A red badge is for the most seriously injured requiring an urgent operation while a green one means the patient is free to leave hospital after an examination.
The centre, attached to the Nepalese capital's Bir Hospital, is swarming with overworked medics, aid officials and volunteers following Saturday's monster 7.9-magnitude quake that has killed more than 6,200 people.
In the immediate hours after the disaster, some 2,000 people seeking treatment descended on the centre, which has only 150 beds.
"We have faced logistical problems of space and personnel," said the centre's coordinator Thapa Buland.
"We've opened up the halls, and some injured have been sleeping on mattresses on the floor and even outside. The situation has improved a little but now we're facing an influx of casualties arriving from the mountains and districts far from the capital," the doctor added.
Aftershocks and a rugged, mountainous terrain meant it was a couple of days before wounded survivors from remote villages could be airlifted to safety.
Pushpak Kumar Newar of non-governmental organisation Handicap International said: "When districts are evacuated and helicopters turn up, there can be 30 victims all arriving at once."
Newar said the volume of arrivals made spending the appropriate amount of time examining each patient properly difficult and avoiding amputations was a major challenge.
On the fourth floor of the centre on Thursday, a five year-old girl, with both her legs and a hand in plaster, sobbed down the telephone to her mother.
'I thought she was going to die'
It was the first time Sabita Nepal had spoken to her mother since the immediate aftermath of the quake, the deadliest to strike Nepal in more than 80 years.
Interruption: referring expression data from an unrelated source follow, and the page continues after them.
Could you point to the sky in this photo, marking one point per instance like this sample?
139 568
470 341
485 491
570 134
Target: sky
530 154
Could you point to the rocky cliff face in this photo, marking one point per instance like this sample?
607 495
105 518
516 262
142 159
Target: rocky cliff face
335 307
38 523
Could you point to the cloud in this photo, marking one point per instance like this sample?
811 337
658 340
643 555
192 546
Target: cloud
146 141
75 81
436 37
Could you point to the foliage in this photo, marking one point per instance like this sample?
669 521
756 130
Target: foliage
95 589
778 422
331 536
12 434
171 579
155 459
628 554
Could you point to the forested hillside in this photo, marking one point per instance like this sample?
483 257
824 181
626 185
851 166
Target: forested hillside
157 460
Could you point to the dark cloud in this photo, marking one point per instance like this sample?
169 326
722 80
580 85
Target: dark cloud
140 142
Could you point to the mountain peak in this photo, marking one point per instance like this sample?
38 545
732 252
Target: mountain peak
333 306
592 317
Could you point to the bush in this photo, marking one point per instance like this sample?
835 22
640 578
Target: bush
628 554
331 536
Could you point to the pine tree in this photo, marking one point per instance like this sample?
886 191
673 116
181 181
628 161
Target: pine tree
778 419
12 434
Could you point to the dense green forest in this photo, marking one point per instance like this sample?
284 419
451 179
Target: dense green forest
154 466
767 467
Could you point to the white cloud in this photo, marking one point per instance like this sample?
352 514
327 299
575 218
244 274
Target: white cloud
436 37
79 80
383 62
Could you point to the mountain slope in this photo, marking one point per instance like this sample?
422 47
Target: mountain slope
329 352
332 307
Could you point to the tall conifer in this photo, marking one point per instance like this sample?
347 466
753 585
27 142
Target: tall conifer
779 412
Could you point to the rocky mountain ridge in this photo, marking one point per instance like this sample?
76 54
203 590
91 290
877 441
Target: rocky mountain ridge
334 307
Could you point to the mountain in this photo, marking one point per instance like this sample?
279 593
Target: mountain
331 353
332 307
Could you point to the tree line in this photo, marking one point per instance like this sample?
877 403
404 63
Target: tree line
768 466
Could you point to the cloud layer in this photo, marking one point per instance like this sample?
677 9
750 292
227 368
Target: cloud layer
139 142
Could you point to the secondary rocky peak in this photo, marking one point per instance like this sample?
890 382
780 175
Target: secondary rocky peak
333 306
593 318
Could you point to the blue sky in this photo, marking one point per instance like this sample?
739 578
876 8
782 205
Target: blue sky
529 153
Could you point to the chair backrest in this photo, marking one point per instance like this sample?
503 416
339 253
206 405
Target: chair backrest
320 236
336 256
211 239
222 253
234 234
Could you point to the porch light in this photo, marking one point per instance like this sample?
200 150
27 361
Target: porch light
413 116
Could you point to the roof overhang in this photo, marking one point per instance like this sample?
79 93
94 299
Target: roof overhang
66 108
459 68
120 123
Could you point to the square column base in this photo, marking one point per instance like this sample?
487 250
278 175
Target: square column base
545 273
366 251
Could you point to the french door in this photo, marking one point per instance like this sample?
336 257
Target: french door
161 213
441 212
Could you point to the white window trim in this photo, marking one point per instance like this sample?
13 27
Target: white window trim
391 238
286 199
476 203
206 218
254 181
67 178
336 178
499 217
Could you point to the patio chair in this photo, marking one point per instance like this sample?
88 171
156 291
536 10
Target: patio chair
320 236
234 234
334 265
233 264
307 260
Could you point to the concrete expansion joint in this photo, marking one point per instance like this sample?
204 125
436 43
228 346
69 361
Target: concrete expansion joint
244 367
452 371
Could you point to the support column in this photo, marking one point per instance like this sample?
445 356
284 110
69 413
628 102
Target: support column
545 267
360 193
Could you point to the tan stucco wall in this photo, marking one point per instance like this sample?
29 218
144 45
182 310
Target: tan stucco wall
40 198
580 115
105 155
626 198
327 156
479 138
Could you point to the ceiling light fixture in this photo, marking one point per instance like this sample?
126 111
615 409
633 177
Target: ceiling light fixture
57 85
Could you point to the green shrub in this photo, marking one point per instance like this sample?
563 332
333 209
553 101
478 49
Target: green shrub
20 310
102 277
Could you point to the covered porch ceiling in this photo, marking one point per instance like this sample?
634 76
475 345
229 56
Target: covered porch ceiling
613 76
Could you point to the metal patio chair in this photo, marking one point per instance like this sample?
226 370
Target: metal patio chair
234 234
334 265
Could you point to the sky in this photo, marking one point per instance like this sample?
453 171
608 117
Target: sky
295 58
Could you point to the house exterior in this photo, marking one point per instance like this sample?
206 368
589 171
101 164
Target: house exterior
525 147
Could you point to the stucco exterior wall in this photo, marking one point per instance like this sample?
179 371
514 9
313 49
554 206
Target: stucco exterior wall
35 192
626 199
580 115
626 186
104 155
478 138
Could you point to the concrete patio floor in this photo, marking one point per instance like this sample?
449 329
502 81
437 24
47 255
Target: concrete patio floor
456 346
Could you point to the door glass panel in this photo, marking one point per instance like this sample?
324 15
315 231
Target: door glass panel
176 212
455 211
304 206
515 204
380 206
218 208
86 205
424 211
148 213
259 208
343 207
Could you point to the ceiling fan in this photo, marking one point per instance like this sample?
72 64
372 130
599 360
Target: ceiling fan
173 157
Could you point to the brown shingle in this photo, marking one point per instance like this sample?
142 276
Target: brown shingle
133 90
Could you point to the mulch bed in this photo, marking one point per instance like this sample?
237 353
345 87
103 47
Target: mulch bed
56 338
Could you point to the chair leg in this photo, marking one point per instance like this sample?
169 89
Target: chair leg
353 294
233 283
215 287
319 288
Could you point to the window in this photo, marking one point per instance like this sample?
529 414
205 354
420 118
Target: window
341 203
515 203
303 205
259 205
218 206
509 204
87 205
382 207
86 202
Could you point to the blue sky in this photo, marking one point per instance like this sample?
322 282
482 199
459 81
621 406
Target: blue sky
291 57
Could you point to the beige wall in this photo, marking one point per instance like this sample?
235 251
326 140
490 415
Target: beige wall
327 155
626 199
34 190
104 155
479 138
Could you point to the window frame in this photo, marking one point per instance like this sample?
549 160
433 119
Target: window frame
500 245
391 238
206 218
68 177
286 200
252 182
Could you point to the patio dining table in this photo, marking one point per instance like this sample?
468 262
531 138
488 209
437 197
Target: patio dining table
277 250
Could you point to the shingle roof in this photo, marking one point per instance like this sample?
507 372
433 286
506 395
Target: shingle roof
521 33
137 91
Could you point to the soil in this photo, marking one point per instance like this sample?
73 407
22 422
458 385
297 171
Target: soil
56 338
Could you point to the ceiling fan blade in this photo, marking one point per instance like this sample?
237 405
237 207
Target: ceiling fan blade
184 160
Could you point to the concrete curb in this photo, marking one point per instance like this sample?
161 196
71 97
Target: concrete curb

"On Saturday I carried Sabita for three kilometres to find some transport," wept her father. "I saw that her legs were limp and swinging from side to side. I thought she was going to die," he wailed.
The quake destroyed her family's livelihood in a village in worst-hit Sindhupalchowk district, northeast of Kathmandu.
"Our animals are dead, there was nothing for us to eat, there are fears of epidemics. Here there is a lot more help," said Sabita's father.
In the next bed lay eight-year-old Salina Dhakal, whose skull was fractured during the quake and who travelled three hours with her family to Kathmandu for treatment. She clutched her teddy bear and wiped her eyes as her mother lamented their predicament.
Downstairs in the waiting room, dozens of patients who were assigned green badges sat on mattresses free to go. But many seemed reluctant to leave - they had nowhere to head to after their homes were turned into piles of rubble.